Association of weight cycling with overall, breast, and endometrial cancer risk in women stratified by obesity status in the Cancer Prevention Study II Nutrition Cohort, 1992. Obesity status: A) never obese, body mass index <30; B) ever obese, body mass index ≥30. Hazard ratios (HRs) and 95% confidence intervals (CIs) were determined in analyses for age, race, education, smoking status, physical activity, nonsteroidal antiinflammatory drug use, history of diabetes, postmenopausal hormone use, and body mass index expressed as weight (kg)/height (m) in 1992 (continuous).
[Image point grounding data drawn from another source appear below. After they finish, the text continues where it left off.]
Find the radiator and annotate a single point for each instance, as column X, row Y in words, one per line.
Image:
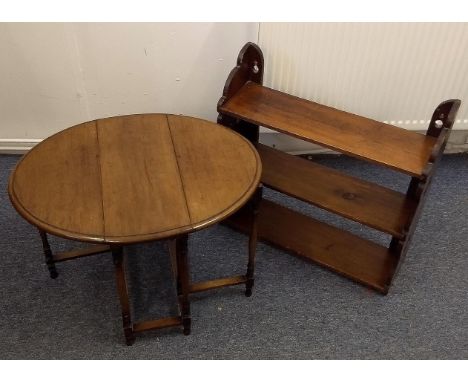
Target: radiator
column 392, row 72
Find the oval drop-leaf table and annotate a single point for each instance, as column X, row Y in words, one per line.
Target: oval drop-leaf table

Whether the association of weight cycling with cancer risk varied by age was investigated in stratified analyses with either younger or older participants defined relative to the median age of the study population (64 years for men and 62 years for women). In older women aged ≥62 years, there was a statistically significant positive trend between number of cycles and ovarian cancer (for 1–4 cycles: hazard ratio (HR) = 1.02, 95% confidence interval (CI): 0.72, 1.44; for 5–9 cycles: HR = 1.89, 95% CI: 1.15, 3.13; for ≥10 cycles: HR = 2.07, 95% CI: 1.23, 3.50) (P for trend = 0.03), whereas the association was null in younger women aged <62 years (for 1–4 cycles: HR = 0.88, 95% CI: 0.60, 1.29; for 5–9 cycles: HR = 1.13, 95% CI: 0.66, 1.95; for ≥10 cycles: HR = 0.68, 95% CI: 0.36, 1.28) (P for trend = 0.41). However, the age-specific associations of weight cycling with ovarian cancer risk were not statistically significantly different (P for interaction = 0.12). All other associations with weight cycling in younger and older men and women were null (data not shown).
Although smoking status was controlled for in analyses of weight cycling and cancer risk, it is possible that residual confounding by smoking dose could influence our findings. Therefore, in sensitivity analyses, the study population was limited to never and long-term former (≥20 years) smokers. All associations were null and similar to those obtained with the full study population (data not shown).